The day of your passing, I heard nothing from you when I went out.
I was up early to run some errands and went back just a little before two in the afternoon. I didn’t even grab lunch. For some reason, I wanted to go home almost immediately. Maybe it was due to my lack of sleep the night before.
Even when I got home, I didn’t get the chance to see or hear you.
Losing a loved one is hard enough to go through, what more under these challenging circumstances. / PHOTOGRAPH COURTESY OF UNSPLASH/DAVID TOMASETI
I didn’t even get to say goodbye.
And maybe I preferred it that way because I know I wouldn’t have been able to let you go if I had the chance. A week has passed and I’m still having a hard time wrapping my head around the idea that you’re really gone and life will never be the same again.
It is always a heartbreaking sight to see black, candle default photos and sincere condolences being exchanged so often on Facebook and Twitter timelines ever since the pandemic struck. As of 30 August, the total tally of deaths due to Covid-19 has reached 33,330 and not to mention that there’s been a surge in positive cases recently.

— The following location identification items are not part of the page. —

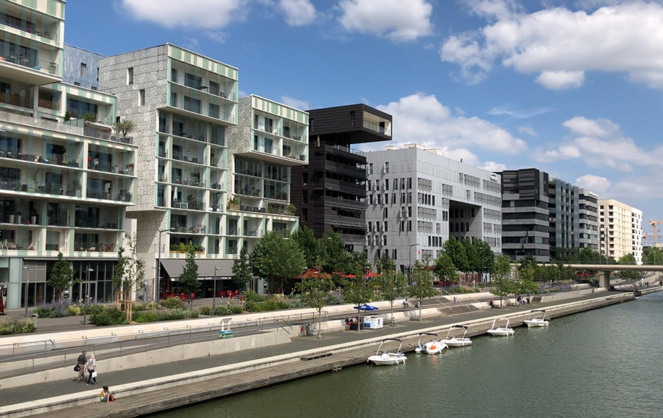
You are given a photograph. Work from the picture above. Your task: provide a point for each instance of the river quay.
(159, 387)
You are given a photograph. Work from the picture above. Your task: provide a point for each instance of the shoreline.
(289, 365)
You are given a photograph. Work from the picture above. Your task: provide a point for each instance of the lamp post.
(158, 278)
(87, 294)
(27, 289)
(214, 294)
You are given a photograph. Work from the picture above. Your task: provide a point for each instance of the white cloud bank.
(562, 45)
(396, 20)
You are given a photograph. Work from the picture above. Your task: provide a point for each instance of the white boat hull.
(533, 323)
(501, 332)
(387, 359)
(457, 342)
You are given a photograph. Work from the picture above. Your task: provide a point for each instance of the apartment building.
(65, 179)
(564, 220)
(620, 229)
(526, 214)
(418, 199)
(588, 211)
(330, 193)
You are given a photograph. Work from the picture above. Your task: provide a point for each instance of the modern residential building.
(564, 220)
(526, 214)
(588, 211)
(620, 226)
(418, 199)
(330, 193)
(200, 151)
(61, 188)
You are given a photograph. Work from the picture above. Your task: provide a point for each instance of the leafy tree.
(503, 285)
(422, 284)
(62, 277)
(485, 255)
(392, 285)
(188, 280)
(456, 252)
(629, 275)
(310, 246)
(445, 269)
(316, 293)
(129, 272)
(242, 269)
(277, 259)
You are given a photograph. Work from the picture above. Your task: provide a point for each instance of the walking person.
(92, 370)
(81, 362)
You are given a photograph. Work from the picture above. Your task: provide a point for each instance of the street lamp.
(214, 294)
(87, 294)
(27, 289)
(158, 278)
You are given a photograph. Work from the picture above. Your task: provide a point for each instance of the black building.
(330, 193)
(525, 214)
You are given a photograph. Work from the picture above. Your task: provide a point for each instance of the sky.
(572, 88)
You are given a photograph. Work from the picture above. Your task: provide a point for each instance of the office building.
(418, 199)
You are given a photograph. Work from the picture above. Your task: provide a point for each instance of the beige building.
(619, 227)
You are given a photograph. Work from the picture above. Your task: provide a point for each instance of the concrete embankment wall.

A lot of people have lost a loved one or have known someone who did — myself included. It wasn’t (and I don’t think it ever will be) easy, and I somehow forgot how to function during the whole ordeal. Losing a loved one is hard enough to go through, what more under these challenging circumstances.

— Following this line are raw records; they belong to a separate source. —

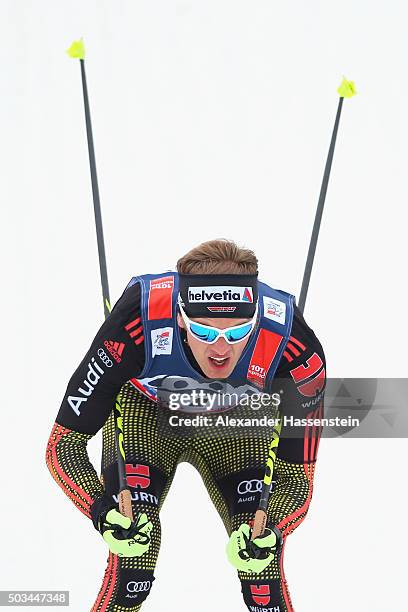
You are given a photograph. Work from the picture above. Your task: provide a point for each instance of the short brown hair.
(220, 256)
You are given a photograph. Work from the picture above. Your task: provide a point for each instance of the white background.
(211, 118)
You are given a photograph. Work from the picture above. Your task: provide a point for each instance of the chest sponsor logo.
(221, 308)
(220, 294)
(115, 349)
(266, 348)
(274, 310)
(93, 376)
(160, 298)
(162, 341)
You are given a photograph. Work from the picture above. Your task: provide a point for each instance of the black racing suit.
(232, 464)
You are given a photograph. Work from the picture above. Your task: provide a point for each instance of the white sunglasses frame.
(221, 332)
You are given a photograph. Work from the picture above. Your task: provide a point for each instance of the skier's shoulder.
(128, 303)
(302, 345)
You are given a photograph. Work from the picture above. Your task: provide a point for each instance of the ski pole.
(345, 90)
(77, 50)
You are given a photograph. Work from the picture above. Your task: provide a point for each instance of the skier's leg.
(232, 466)
(150, 467)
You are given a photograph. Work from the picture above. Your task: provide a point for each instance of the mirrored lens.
(203, 333)
(234, 335)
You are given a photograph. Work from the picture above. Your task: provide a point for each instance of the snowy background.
(211, 118)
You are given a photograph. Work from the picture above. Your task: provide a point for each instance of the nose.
(221, 346)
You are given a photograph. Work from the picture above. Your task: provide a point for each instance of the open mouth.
(218, 362)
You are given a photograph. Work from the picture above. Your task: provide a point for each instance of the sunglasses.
(209, 334)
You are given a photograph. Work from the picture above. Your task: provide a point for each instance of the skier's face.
(216, 360)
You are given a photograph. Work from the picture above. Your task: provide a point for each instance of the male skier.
(210, 327)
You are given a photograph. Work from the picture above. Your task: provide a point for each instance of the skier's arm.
(116, 355)
(301, 375)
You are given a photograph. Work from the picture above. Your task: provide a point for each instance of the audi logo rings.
(104, 358)
(139, 587)
(249, 486)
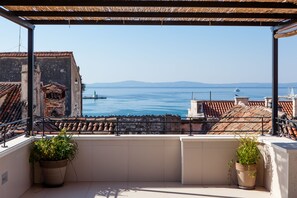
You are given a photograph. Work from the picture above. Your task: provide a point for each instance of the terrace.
(173, 165)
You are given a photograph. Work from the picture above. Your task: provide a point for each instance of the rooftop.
(215, 109)
(10, 104)
(38, 54)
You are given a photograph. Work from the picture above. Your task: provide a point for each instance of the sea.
(163, 100)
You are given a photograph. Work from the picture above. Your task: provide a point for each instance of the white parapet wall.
(126, 158)
(280, 166)
(201, 159)
(15, 169)
(205, 160)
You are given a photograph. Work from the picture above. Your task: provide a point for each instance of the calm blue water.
(148, 101)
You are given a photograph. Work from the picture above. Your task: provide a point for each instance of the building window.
(199, 108)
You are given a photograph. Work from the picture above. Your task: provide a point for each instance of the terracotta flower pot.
(53, 172)
(246, 176)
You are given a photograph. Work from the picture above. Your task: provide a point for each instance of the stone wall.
(52, 70)
(149, 124)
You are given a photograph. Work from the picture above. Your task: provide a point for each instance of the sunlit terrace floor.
(141, 190)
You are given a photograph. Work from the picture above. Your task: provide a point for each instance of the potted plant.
(246, 167)
(53, 154)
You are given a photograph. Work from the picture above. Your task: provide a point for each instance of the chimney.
(239, 100)
(196, 110)
(294, 101)
(37, 91)
(268, 102)
(24, 90)
(36, 94)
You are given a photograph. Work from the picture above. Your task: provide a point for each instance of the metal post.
(191, 126)
(117, 134)
(262, 122)
(4, 140)
(30, 80)
(274, 84)
(42, 126)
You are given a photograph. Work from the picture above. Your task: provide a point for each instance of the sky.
(163, 53)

I was napping and my aunt woke me up. She was in distress, and I could only, silently, hope that the worse hadn’t come knocking on our doors yet. But it did. My grandfather was already not in great condition a week before his passing, and it slowly and surely made me restless.
Sure, it’s a part of life — but that doesn’t mean it wouldn’t hurt.
“We think he’s not breathing anymore,” she told me.
It was the worst wake-up call I’ve ever received in my entire life. I sluggishly walked towards the room, not wanting to believe it. I was scared, and a little in denial.
IN sixth grade, my grandfather gave me two bunnies as a graduation gift. / PHOTOGRAPH COURTESY OF UNSPLASH/LIZ BRENDEN
I had trouble talking to people, sleeping and eating the following days. I couldn’t even think straight. I was on auto-pilot, physically present but mentally, emotionally absent.
It hurt. It still is. I don’t think the pain will ever stop.
“Inevitably, the grieving process takes time. Healing happens gradually; it can’t be forced or hurried — and there is no ‘normal’ timetable for grieving,” said an article in helpguide.org.
It added, “Some people start to feel better in weeks or months. For others, the grieving process is measured in years. Whatever your grief experience, it’s important to be patient with yourself and allow the process to naturally unfold.”
I still remember the state I found you in that afternoon like it was just yesterday. The sky was dark and gloomy as if sympathizing with the rest of us. I remember crying so much that my face started to hurt.
I’ll remember to eat on time so you won’t have to worry about it wherever you are, Lolo. Don’t even worry about a single thing. I miss you already. Thank you for everything.
You are and will always be in my heart.